Think of India and the last thing likely to come into your mind is a picture of vineyards straddling its vast countryside. But with a climate ideal for the cultivation of the grape, ever- ingenious growers have discovered that they too can produce a range of highly palatable wines that may soon rival established growers.
When I published The Complete Indian Wine Guide, people were shocked to learn that there were so many producers of good-quality Indian wine. Most wine enthusiasts in India, even regular drinkers of Indian wines, had only heard of the major wineries: Chateau Indage, Grover’s, Sula, and those with more experience had also heard of Vinsura. (Of course, anyone who had spent a nice holiday in Goa would have known about Vinicola, but this producer hardly fits into the current discussion of premium domestic wines.)
I revealed in the book that India was currently producing over 75 different wine labels in the premium category alone, and that there were about 20 major wineries pumping out the nectar of life in a relatively consistent manner.
Now, over a year after the Indian Wine Guide was first released, the range of domestic wineries just continues to grow. This boom that skeptics call a bubble just keeps on booming. Happily, the quality seems to grow along with the quantity, at least among certain producers. It is worthwhile, therefore, to mention a handful of totally new names which did not even make an appearance in my wine book – which, of course, was supposed to be complete.
The first is Renaissance Wines, situated in Ozar just outside of Nashik. The current Renaissance range includes a Chenin Blanc and a Sauvignon Blanc, two noble white varietals that have been tried over and over again with good results in the Nashik region. Their reds include a standard Cabernet Sauvignon and a new-world style Shiraz-Cabernet blend. I understand that they have also released a Zinfandel Rosé, although I have yet to see it on the market shelves.
I am not terribly excited about the whites, but I would say that the Shiraz-Cab is a wine with great potential, provided that Renaissance is willing to take the risk of offending the anti-tannin majority. A fair number of aficionados have, however, praised their entire range of wines in my presence, and thus I believe that any wine from Renaissance can be recommended for a trial.

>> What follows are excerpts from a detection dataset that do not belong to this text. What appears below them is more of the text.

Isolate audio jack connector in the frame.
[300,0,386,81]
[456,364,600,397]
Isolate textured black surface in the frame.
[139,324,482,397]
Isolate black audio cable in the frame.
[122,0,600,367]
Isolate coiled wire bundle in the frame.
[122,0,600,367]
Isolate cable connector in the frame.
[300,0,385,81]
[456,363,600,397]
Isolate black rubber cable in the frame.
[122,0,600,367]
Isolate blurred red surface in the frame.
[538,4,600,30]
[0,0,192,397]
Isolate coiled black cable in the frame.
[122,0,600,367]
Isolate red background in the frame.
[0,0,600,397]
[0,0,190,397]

The next new winery that is turning tongues is Vintage Wines, better known under the label-name Reveilo. Vintage, also in the Nashik region, is regarded as India’s lesser-known elite producer, not bothering with profits and markets, but only with producing the best wine possible at any cost. They offer up the standard varietals, Chenin Blanc, Syrah (that is, Shiraz), Cabernet Sauvignon, but they have also brought out the much less common white varietal Chardonnay.
There being so few domestic Chardonnays on the Indian market (Indage dominates here in quantity, but only by default, till now, in terms of quality), I am a big advocate of any wine house that tries to bring Chardonnay wines to our table.

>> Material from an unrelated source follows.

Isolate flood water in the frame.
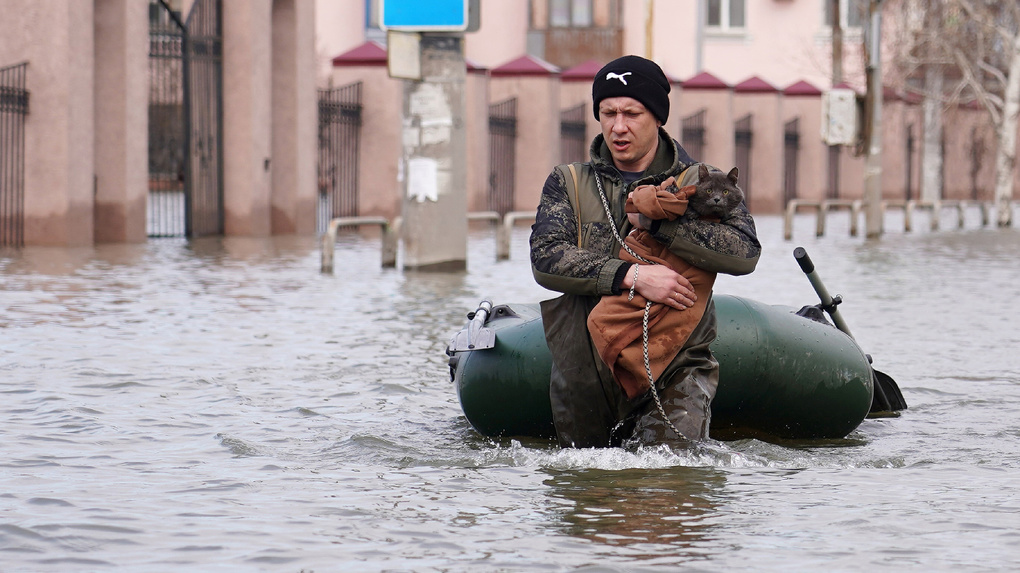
[0,211,1020,572]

I would strongly suggest you to run through a tasting of Reveilo Chardonnay side by side with whatever other Indian Chardonnays you can get your hands on (Indage is the easiest, and thus the obvious choice, but you can consult the Wine Guide for a complete list of Indian Chardonnays). It is essential to have a good, consistent Chardonnay as a standby for whenever you wish to throw a dinner party where continental appetizers are served.

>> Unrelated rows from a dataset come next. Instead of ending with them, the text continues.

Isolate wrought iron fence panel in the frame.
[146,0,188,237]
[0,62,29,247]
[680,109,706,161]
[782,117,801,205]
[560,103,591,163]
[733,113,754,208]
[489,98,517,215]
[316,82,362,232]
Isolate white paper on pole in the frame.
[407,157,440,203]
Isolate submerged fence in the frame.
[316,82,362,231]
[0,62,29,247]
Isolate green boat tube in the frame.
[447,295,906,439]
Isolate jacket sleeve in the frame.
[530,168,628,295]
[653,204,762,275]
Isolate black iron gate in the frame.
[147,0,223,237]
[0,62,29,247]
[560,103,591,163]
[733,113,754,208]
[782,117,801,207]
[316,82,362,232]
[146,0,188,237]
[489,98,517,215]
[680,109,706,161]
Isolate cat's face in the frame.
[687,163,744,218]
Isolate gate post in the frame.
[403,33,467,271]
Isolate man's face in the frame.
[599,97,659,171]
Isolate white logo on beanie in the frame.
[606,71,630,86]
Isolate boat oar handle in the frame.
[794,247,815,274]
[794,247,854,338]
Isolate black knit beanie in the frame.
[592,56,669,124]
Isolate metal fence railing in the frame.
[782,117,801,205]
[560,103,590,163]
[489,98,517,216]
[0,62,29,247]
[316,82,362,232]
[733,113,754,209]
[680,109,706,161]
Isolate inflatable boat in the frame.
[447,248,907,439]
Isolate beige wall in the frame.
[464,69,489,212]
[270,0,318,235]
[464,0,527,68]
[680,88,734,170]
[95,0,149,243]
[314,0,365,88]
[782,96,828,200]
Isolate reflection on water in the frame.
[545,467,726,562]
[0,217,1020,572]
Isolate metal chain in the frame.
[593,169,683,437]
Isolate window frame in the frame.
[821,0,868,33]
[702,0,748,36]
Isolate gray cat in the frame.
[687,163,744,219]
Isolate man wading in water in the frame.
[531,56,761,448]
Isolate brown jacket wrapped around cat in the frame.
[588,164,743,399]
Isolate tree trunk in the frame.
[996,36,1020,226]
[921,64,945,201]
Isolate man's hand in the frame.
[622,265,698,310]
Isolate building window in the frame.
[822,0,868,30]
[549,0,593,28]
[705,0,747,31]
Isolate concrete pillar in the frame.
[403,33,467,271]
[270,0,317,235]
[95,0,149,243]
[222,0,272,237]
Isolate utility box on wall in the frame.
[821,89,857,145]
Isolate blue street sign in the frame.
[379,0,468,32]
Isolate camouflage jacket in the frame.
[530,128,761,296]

Mandala Valley, the third new winery which we should mention, is based not in Nashik but in the Bangalore area; nevertheless, it operates through the Solapur-based Mohini Winery in Maharashtra, and thus has not yet started competing with Bangalore’s Grover Vineyards, one of India’s oldest and largest wineries. They do intend to operate in Karnataka in the future, and so it is only a matter of time before the older wineries all around are forced by all the tiny newer ones to innovate and improve.
I have not yet had a chance to taste and evaluate Mandala Valley wines, but I have heard that their production, though as young as 2006, is certainly worth looking into. As a serious supporter of all the smaller players, I must encourage you to take the effort to try to find and try wines from all the new players such as this one.
Indeed, all the wines from domestic Indian producers must first be tasted and evaluated before they can be dismissed in favour of the imports. As I set out to show in the wine book, we have some very good wines at good prices here in India, and even if you are not a great fan of Indian wine now, the only way you can ever hope to taste better quality Indian wines is by doing what you can to support the industry in its infancy.